Epistasis

Epistasis refers to the phenomenon in which the fitness effect of a mutation at one genetic locus depends on the genotype at one or more other loci. The term was coined by William Bateson in 1909 in the context of gene interaction ("standing upon"), but its significance for molecular evolution and evolutionary theory is far broader than Bateson's original usage.

Epistasis has two fundamental consequences for evolutionary dynamics. First, it means that fitness is not decomposable into independent per-locus contributions — the adaptive landscape is not additive, and the effect of any single mutation can only be understood in context. Second, it means that the set of mutations accessible by natural selection from any genotype is constrained by the current genetic background, making evolutionary trajectories path-dependent.

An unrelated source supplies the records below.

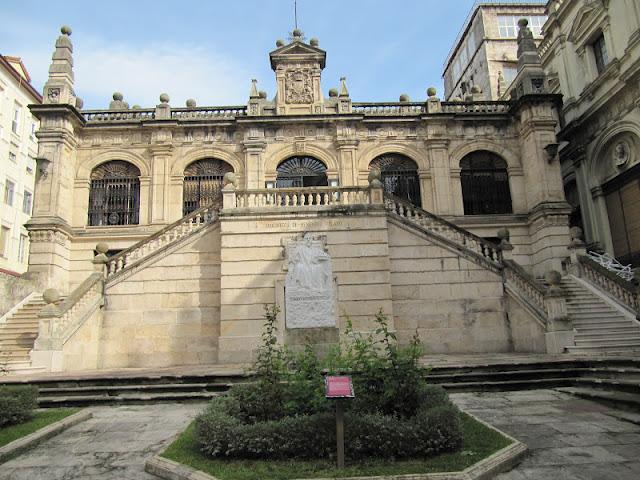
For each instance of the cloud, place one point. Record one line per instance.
(143, 73)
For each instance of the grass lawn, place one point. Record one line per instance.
(40, 419)
(479, 442)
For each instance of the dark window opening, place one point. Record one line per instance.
(485, 184)
(399, 176)
(114, 195)
(203, 182)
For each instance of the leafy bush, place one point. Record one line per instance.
(284, 414)
(17, 404)
(313, 436)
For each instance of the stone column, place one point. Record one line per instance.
(441, 176)
(601, 227)
(347, 162)
(254, 164)
(159, 198)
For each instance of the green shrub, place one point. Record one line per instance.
(17, 404)
(313, 436)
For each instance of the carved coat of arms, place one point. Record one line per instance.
(298, 86)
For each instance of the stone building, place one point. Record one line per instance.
(592, 55)
(164, 231)
(18, 149)
(483, 60)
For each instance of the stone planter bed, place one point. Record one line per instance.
(486, 452)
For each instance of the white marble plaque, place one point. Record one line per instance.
(309, 293)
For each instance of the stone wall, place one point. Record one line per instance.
(167, 311)
(455, 305)
(253, 266)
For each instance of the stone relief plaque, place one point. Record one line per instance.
(309, 293)
(298, 86)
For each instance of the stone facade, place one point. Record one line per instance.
(591, 53)
(484, 55)
(187, 284)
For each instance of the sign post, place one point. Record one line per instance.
(339, 388)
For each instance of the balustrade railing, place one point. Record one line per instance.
(482, 107)
(302, 197)
(198, 113)
(74, 309)
(150, 245)
(528, 287)
(627, 292)
(446, 230)
(109, 116)
(389, 108)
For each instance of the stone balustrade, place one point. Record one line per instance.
(446, 230)
(297, 197)
(200, 113)
(187, 225)
(526, 286)
(58, 319)
(482, 107)
(626, 292)
(389, 108)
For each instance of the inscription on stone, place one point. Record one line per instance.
(309, 294)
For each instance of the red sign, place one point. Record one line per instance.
(338, 387)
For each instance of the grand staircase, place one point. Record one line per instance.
(18, 331)
(601, 325)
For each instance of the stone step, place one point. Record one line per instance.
(630, 401)
(132, 398)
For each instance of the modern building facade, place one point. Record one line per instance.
(164, 231)
(484, 54)
(591, 53)
(18, 150)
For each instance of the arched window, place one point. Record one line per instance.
(399, 176)
(114, 196)
(485, 184)
(301, 172)
(203, 183)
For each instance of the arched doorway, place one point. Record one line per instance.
(301, 172)
(485, 184)
(399, 176)
(114, 194)
(203, 183)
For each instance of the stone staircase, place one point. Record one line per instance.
(18, 331)
(601, 327)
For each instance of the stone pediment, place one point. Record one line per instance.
(584, 22)
(297, 51)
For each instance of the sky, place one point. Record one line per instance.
(210, 50)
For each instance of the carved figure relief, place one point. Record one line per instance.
(309, 294)
(298, 86)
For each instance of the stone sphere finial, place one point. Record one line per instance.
(504, 234)
(51, 295)
(575, 233)
(553, 278)
(102, 247)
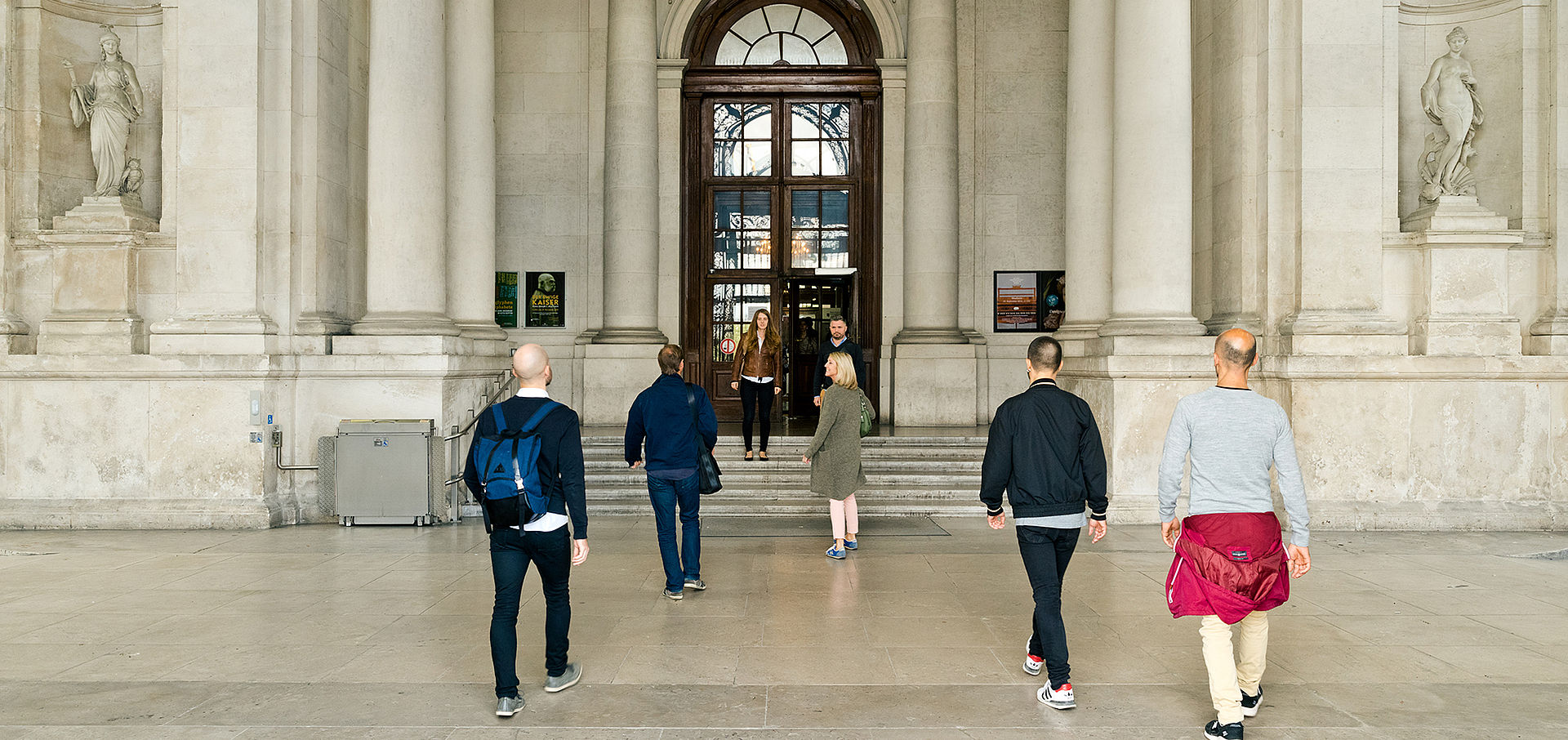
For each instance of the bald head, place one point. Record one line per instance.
(1236, 349)
(532, 366)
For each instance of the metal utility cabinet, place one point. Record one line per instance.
(386, 470)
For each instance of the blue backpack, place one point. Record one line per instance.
(510, 463)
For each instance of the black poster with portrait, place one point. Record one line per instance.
(546, 300)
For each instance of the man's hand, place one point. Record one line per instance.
(1300, 560)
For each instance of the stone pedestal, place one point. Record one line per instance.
(935, 385)
(1465, 279)
(107, 214)
(95, 293)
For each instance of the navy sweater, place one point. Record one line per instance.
(662, 417)
(560, 457)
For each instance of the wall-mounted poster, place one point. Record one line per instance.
(1029, 300)
(546, 300)
(507, 300)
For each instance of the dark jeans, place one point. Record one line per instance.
(755, 397)
(666, 494)
(511, 551)
(1046, 554)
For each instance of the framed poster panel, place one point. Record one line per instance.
(507, 300)
(546, 306)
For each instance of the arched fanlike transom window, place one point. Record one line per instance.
(782, 35)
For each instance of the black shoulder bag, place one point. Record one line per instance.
(706, 466)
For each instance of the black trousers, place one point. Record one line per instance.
(511, 551)
(1046, 552)
(755, 397)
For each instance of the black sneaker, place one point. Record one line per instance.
(1250, 702)
(1215, 731)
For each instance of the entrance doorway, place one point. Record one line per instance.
(782, 192)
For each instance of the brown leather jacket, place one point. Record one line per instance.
(758, 364)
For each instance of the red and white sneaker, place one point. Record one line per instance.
(1060, 698)
(1032, 662)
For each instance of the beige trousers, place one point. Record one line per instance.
(1235, 670)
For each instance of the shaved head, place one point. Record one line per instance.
(530, 364)
(1236, 349)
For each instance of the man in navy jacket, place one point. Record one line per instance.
(1045, 452)
(519, 538)
(670, 417)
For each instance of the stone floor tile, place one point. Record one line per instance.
(114, 702)
(681, 665)
(952, 665)
(811, 665)
(1432, 629)
(1501, 663)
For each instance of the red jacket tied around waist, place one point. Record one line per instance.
(1228, 566)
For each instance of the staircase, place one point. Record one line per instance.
(915, 475)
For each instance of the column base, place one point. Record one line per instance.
(235, 334)
(630, 336)
(1343, 332)
(91, 334)
(107, 214)
(930, 337)
(1462, 214)
(933, 385)
(1170, 327)
(394, 323)
(1465, 336)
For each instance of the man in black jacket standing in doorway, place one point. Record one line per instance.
(1045, 452)
(840, 342)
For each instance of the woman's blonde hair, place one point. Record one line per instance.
(845, 370)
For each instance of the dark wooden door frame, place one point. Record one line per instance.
(705, 85)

The fitness landscape framing makes this concrete: in a landscape shaped by strong epistasis, sequences that differ by two mutations may differ greatly in fitness while intermediate single-mutant sequences are low-fitness valleys. Evolution cannot cross such valleys by sequential steps, even when the destination is superior to the starting point. This topological constraint on adaptive evolution — not merely the availability of mutations — is a major determinant of evolutionary trajectories at the molecular level.

Empirically, epistasis is pervasive. Experimental studies using systematic combinatorial mutagenesis (deep mutational scanning) reveal that the distribution of mutational effects in proteins is heavily context-dependent. The same amino acid change can be neutral, beneficial, or lethal depending on what other amino acids are present at interacting positions.

That evolution is constrained by epistasis is not a peripheral technical point — it is the reason why the history of life is irreversible. The accessible future depends on the specific past, not merely on what sequences are theoretically superior.